Federal Reserve lowers the discount rate

Federal Reserve 

The federal reserve just announced that they have lowered the discount rate by 1/2 point to 5.75%.  The stock market seems to have reacted favorably, as all major indices are up today, but how will the housing market react?  This is difficult to judge.

BlogArizona ponders:

“…lower interest rates would obviously make me happy.  Lower rates will decrease a buyer’s monthly mortgage payment, therefore enabling more people to qualify and buy real estate.  But will lower interest rates really help solve the mortgage problem, or will it just create more inflationary worries?  And as mortgage companies tighten lending standards, will new buyers who qualify due to lower interest rates even be enough to offset those buyers who no longer qualify due to tighter lending requirements?

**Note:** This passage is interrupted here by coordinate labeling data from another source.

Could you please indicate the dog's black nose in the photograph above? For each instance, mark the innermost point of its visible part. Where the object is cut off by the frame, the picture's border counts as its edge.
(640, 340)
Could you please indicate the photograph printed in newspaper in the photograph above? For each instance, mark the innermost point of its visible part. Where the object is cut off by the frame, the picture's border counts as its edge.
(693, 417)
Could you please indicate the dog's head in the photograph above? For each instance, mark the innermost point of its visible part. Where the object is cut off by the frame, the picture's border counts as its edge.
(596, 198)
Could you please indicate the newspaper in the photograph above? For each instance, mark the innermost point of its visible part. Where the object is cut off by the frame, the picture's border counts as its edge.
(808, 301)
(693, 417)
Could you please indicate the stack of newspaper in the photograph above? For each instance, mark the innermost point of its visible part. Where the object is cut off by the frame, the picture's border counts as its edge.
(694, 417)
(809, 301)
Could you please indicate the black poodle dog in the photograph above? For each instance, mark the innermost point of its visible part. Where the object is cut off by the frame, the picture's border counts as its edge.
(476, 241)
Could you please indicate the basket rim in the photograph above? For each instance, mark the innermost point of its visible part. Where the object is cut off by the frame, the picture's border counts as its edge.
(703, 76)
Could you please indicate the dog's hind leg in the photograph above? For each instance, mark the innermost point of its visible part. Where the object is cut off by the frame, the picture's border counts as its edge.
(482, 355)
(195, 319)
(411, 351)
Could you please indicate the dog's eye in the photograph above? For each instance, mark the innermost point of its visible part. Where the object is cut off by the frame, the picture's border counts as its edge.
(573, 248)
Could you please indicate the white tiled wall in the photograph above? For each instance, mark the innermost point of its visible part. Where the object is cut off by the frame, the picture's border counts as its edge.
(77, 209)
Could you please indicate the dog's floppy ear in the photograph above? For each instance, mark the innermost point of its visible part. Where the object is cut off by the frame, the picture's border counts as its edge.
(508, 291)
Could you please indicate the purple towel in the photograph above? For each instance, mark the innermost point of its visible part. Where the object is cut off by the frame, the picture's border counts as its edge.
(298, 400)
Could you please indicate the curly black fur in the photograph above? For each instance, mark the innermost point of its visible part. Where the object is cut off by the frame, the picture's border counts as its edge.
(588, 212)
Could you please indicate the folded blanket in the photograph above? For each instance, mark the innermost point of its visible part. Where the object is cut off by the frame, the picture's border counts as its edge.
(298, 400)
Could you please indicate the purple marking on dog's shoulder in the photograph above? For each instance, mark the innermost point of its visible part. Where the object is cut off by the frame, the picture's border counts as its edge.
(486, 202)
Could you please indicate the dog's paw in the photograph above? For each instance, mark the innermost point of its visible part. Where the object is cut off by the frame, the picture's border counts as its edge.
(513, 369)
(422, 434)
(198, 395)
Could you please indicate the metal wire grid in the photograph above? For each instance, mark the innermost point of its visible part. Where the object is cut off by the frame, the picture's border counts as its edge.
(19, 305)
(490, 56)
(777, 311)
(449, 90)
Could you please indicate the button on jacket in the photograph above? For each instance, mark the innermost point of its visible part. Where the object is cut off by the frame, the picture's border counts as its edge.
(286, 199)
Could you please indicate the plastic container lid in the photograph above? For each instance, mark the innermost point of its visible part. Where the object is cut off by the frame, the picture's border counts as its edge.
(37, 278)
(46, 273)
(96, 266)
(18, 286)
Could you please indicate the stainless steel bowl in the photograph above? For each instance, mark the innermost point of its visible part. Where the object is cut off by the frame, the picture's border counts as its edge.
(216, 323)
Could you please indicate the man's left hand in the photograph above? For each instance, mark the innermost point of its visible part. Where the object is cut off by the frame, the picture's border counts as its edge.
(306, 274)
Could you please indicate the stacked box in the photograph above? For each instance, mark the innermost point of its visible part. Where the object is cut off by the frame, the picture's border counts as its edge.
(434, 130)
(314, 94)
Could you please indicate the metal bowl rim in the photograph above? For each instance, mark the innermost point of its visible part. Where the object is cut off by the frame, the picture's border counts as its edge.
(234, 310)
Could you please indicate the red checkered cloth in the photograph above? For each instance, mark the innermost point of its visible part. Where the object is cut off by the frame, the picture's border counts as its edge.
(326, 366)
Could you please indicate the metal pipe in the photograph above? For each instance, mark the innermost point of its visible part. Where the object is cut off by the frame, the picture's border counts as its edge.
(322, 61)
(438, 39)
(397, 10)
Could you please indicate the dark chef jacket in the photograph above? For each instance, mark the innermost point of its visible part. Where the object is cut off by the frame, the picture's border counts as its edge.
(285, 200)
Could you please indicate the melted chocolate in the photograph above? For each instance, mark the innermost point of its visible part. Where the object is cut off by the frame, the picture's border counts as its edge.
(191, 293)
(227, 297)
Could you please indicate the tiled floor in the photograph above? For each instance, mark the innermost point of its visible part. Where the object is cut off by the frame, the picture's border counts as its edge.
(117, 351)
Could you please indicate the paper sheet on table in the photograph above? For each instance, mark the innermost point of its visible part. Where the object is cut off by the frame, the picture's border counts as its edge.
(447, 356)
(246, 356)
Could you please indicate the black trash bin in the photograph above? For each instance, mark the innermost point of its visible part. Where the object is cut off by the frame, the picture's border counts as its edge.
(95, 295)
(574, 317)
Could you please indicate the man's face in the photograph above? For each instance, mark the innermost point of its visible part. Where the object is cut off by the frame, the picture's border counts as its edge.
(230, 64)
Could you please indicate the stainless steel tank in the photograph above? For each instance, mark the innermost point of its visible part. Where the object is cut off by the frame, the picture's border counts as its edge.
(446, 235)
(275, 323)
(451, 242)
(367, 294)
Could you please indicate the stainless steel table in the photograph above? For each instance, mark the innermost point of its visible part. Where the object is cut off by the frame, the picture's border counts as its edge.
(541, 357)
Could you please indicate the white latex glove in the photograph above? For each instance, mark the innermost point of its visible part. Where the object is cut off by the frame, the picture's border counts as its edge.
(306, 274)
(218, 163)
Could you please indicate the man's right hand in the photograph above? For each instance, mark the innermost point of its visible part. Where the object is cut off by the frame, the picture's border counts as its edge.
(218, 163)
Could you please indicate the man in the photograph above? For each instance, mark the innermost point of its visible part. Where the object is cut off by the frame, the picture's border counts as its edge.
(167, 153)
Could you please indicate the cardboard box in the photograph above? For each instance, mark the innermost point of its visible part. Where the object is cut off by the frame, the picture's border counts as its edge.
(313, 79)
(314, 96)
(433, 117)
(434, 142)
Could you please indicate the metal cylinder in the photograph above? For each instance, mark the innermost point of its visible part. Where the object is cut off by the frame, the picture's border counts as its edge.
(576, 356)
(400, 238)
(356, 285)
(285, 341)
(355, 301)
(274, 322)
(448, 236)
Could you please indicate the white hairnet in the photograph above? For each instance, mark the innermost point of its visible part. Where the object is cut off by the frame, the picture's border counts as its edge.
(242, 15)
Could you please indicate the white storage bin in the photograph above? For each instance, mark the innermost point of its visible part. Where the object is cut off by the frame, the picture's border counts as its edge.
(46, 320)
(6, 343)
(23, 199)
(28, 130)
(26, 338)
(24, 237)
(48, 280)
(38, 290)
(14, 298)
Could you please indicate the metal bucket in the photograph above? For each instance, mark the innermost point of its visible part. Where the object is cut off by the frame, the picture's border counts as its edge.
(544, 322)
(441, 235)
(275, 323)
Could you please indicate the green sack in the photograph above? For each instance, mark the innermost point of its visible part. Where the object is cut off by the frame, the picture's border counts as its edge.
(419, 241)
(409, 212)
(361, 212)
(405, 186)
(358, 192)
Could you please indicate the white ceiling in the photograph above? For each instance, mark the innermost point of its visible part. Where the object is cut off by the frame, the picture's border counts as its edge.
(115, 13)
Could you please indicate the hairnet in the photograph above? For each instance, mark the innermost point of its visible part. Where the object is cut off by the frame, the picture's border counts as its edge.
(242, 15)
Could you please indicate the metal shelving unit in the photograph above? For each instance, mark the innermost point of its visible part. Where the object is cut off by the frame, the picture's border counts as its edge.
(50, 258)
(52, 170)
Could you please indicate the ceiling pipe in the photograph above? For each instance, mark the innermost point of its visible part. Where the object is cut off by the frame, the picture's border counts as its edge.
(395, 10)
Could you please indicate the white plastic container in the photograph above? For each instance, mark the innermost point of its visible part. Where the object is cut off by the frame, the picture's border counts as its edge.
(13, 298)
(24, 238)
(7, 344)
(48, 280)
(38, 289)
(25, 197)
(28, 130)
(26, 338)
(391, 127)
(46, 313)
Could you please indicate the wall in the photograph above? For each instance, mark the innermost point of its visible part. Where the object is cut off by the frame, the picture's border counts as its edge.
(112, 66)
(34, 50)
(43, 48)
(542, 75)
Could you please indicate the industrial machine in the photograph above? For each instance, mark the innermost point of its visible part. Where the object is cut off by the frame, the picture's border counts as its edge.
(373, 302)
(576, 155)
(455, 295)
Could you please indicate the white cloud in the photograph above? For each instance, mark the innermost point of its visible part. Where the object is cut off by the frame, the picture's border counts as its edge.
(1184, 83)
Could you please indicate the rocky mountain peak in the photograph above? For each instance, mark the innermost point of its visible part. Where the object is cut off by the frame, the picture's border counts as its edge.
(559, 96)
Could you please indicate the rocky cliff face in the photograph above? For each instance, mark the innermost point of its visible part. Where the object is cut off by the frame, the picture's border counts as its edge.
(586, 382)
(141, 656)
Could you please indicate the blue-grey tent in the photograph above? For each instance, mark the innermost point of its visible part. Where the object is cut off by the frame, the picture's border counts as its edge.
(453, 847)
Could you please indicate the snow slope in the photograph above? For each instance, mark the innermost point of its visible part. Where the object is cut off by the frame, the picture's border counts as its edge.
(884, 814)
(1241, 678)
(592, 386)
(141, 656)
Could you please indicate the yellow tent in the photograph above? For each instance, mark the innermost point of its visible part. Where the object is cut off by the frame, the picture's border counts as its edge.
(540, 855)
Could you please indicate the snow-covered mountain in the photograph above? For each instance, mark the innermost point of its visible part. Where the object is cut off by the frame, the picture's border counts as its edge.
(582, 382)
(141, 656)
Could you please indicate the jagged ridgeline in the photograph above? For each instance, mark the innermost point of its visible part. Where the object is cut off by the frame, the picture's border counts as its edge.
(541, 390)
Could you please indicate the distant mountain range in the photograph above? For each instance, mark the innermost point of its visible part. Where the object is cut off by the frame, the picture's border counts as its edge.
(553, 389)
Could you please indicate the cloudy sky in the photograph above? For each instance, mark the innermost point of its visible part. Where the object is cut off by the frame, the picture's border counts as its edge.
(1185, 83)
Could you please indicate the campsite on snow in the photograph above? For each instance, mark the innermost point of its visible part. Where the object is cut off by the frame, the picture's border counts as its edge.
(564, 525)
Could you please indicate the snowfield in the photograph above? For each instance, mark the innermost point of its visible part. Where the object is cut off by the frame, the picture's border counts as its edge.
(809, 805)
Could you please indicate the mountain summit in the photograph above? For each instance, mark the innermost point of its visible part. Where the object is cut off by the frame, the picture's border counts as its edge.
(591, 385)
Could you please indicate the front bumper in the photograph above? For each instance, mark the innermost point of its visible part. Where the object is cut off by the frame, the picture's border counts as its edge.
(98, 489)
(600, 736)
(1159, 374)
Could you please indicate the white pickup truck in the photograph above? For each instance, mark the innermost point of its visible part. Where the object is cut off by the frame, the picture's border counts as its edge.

My gut reaction is that this just won’t matter to home buyers.  This won’t have the effect of spurring them on to purchase a home, as a result of lower mortgage rates.  It’s good news for sure, but we all know that the discount rate isn’t closely tied to the rate that people pay for their mortages.  This news will not have the effect of lowering 30 year fixed rates by 1/2 point.  While the discount rate is a factor, the bond market is far more of a factor.

If real lending rates do go down, I’ll be sure to report it here, but for now, I’m seeing 30 year fixed rates are steady at ~6.5%, which is where they were before.